I am familiar with the fairly robust body of material written on the impact of white American tourists on the cultures they visit and the communities they intend to help (see, for example, Teju Cole’s well-known essay, The White Savior Industrial Complex, which challenges the impulse of well-intentioned Americans to do good in the world, particularly in Africa. Cole observes that “a good heart…does not always allow us to think constellationally … to connect the dots or see the patterns of power behind isolated ‘disasters’ … we see no need to reason out the need for the need.” More recently, Indigenous Action Media published another essay with a similar title and a similar message: Accomplices Not Allies: Abolishing the Ally Industrial Complex, which challenges the commodification and exploitation of allyship in the “activism industry,” calls such support and solidarity “criminal,” a means of perpetuating colonialism--and offers the alternative of being an accomplice, “a person who helps another commit a crime,” becoming complicit in a struggle towards liberation..….). I really do not know, however, what has been written by scholars exploring the very provocative subset of questions you raise, about the ethical responsibilities of scientists to those who live in their field.

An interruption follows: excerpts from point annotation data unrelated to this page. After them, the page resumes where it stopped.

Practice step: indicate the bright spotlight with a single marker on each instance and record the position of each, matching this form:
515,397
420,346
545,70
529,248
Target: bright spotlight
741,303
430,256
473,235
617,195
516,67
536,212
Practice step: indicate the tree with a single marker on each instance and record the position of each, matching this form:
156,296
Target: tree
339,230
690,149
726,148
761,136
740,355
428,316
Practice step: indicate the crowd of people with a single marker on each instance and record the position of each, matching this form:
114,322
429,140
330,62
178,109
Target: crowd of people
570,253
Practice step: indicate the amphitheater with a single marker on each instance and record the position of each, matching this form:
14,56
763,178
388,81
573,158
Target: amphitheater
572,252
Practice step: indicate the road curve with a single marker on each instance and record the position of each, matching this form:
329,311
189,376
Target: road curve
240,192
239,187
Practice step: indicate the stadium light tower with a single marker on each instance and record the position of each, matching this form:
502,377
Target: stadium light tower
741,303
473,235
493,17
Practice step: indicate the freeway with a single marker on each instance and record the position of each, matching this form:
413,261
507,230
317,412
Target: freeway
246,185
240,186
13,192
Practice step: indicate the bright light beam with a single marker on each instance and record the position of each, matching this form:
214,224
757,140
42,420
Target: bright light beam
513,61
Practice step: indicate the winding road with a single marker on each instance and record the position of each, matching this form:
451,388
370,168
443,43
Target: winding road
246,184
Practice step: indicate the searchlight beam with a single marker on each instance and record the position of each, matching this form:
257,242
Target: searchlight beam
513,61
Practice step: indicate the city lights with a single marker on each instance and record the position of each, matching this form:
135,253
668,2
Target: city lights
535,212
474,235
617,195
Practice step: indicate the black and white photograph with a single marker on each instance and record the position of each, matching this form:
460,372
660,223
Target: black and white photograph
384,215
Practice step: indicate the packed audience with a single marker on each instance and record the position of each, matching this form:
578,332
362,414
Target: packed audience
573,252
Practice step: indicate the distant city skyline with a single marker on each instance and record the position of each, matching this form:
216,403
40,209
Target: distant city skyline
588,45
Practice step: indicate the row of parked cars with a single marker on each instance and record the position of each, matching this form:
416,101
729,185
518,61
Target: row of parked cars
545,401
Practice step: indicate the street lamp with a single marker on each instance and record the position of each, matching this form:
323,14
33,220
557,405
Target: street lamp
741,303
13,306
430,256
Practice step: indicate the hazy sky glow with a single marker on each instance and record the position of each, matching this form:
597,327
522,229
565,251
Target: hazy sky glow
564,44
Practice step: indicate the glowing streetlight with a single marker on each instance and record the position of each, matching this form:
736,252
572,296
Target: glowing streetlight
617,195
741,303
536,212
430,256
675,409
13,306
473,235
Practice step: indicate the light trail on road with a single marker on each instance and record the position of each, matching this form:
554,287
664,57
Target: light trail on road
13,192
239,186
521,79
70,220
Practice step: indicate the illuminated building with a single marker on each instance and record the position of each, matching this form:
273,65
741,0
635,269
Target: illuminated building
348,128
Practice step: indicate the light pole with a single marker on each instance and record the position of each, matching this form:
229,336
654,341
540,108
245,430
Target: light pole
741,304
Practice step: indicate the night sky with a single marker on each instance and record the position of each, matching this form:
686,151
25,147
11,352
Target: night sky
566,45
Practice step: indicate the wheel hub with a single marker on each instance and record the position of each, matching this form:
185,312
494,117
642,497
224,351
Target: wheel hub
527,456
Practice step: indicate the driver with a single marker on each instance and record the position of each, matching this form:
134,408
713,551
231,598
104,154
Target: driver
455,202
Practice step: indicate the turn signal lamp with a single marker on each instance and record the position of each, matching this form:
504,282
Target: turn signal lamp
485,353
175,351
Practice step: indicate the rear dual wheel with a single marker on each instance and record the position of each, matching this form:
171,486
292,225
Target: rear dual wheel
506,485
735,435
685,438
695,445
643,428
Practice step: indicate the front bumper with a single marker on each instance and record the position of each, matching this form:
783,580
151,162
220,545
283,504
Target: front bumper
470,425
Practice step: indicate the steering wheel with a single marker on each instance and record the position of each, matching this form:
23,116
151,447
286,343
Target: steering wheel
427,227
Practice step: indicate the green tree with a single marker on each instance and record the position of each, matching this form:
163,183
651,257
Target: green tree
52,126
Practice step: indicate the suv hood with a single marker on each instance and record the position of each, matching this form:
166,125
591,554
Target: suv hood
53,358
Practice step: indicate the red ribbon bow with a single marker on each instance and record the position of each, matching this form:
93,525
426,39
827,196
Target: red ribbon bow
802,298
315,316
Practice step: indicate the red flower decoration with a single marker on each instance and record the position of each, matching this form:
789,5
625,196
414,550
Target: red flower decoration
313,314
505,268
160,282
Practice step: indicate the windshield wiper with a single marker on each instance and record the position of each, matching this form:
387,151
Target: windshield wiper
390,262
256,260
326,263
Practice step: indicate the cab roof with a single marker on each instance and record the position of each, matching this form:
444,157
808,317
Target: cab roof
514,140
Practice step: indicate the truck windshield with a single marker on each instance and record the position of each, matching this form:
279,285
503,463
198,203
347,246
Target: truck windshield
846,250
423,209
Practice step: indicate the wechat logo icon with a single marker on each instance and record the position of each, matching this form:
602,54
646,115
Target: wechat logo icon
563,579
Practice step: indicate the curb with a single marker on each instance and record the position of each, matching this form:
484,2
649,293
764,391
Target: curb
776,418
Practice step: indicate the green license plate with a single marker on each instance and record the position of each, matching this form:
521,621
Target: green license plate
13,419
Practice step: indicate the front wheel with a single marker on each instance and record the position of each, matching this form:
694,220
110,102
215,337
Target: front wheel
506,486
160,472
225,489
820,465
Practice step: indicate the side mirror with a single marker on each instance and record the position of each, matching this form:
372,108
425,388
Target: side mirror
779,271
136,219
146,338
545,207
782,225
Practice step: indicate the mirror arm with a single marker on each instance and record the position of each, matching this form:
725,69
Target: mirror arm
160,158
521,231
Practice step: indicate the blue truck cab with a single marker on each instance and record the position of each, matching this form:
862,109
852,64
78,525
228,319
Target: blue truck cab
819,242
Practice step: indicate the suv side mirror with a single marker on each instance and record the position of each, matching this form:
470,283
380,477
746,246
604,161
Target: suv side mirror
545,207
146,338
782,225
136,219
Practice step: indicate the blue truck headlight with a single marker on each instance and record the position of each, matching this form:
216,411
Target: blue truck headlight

Would you be interested in pursuing these questions for one of the other web events you owe (or will be owing) me? You might do this by first interviewing your geology profs on this question (Don Barber is the one who first suggested it to me as a problematic), then following their leads in doing some research, to find out how these questions are (or are not) addressed in science classes. And then perhaps (along the line of the faculty diversity training Nkechi is proposing) you might design a professional development workshop for science teachers, suggesting how the gap you have named might begin to be bridged. What do you think?

AquamarineAura's picture

Two things I want to address as response to your comments.

first has to do with something you said

“ you seem to suggest that such “bonding” is adequate compensation for the loss of Fokir’s life.”

I actually didn’t mean to imply that the two things were equal, simply that she saw a wrong she had done and tried to give back in a way that might partially make up for it. There’s nothing you can do that will bring back someone from the dead, but you can ease the pain of their loss and try to help those who miss the dead person to feel that loss in slightly less painful ways. Piya gave them a way to move forward and to refocus on things outside of that singular loss so that their grief (the village and/or Fokir’s family) wouldn’t just go on forever. 

the second thing I wanted to respond to,

I'm not sure that I would actually have the mental energy to go further into this web event at the moment because the idea of talking to other professors on the subject makes me very nervous. I may seem confident on the subject in my wods but I'm still sort of intimidated and don't feel like I have a solid enough footing or knowledge base of the topic to stand on. I could look into it further but it's not something I really leap for at the moment.

Anne Dalke's picture

It's a 2006 article by a Swat prof, Giovanna di Chiro, called ‘Teaching urban ecology: Environmental studies and the pedagogy of intersectionality,’ which describes the interface of college students and community folks/activists this way:

Traversing borders of different kinds—geographic, linguistic, epistemic, and cultural—our environmental studies class traveled this short distance to ‘meet our neighbors,’ as one student described it…with whom we would study the environmental problems of this corner of our shared bioregion and co-invent possibilities for socio-environmental change.  Engaging in a ‘contact zone’ experience, the class met with organizers in Nestras Raices’ bustling, multi-purpose space to listen, learn, and exchange our diverse socioecological knowledge systems and to share our visions for ‘sustainability.’